Le programme s’est développé, passant de 17 combinaisons site/espèce/paramètre en 1984 à 237 aujourd’hui impliquant 14 Membres. Il s’agit des séries chronologiques les plus longues de données écologiques collectées sans interruption en Antarctique. L’une d’elles, sur les gorfous macaroni, date de 1958 et témoigne du travail scientifique coordonné réalisé par les Membres de la CCAMLR.
Le programme porte sur les espèces suivantes :
- manchot Adélie (Pygoscelis adeliae)
- manchot à jugulaire (P. antarctica)
- manchot papou (P. papua)
- gorfou macaroni (Eudyptes chrysolophus)
- albatros à sourcils noirs (Thalassarche melanophrys)
- pétrel antarctique (Thalassoica antarctica)
- pétrel du Cap (Daption capense)
- otarie de Kerguelen (Arctocephalus gazella).
Certaines espèces dépendant du krill, telles que le phoque crabier (Lobodon carcinophagus), même s’il est considéré qu’elles pourraient répondre aux changements dans la présence de krill, ne sont pas utilisées dans le programme car elles vivent dans la banquise et de ce fait ne pourraient facilement faire l’objet d’un suivi répété ou annuel.
Carte des sites du Programme de contrôle de l’écosystème de la CCAMLR (CEMP).
Les données combinées issues de plusieurs indicateurs servent à fournir un indice synthétisé de l’écosystème dépendant du krill (figures 9, 10 et 11 du rapport sur la pêcherie de krill de la CCAMLR).

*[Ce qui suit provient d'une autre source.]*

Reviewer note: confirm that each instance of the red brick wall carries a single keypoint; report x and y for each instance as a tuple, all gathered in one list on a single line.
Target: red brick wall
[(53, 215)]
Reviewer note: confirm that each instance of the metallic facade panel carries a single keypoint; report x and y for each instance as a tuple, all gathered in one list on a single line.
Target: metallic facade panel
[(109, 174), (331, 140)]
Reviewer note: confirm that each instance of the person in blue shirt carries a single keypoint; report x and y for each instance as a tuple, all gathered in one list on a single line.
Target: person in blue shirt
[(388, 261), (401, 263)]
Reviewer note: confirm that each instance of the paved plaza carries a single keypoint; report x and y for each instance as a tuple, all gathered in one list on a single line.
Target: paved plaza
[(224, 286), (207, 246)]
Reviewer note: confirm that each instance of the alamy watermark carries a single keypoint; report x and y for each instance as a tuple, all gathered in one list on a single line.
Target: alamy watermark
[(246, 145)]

Ces dernières années, la pêche au krill s’est développée, notamment dans le secteur Atlantique de l’Antarctique (voir Blog no 3), ce qui fait croître de nouveau les préoccupations concernant la possibilité que, si les captures sont concentrées dans des secteurs d’alimentation des prédateurs, la quantité de krill dont ceux-ci disposeront sera réduite. Le Comité scientifique et le groupe de travail sur le contrôle et la gestion de l’écosystème qui a repris les travaux du WG-CEMP en 1995, fait une utilisation croissante des données du CEMP pour comprendre les tendances de l’écosystème de l’Antarctique dépendant du krill et les liens avec le changement climatique et la pêche, et formuler des stratégies de gestion qui répondent aux objectifs de conservation et de gestion de la CCAMLR.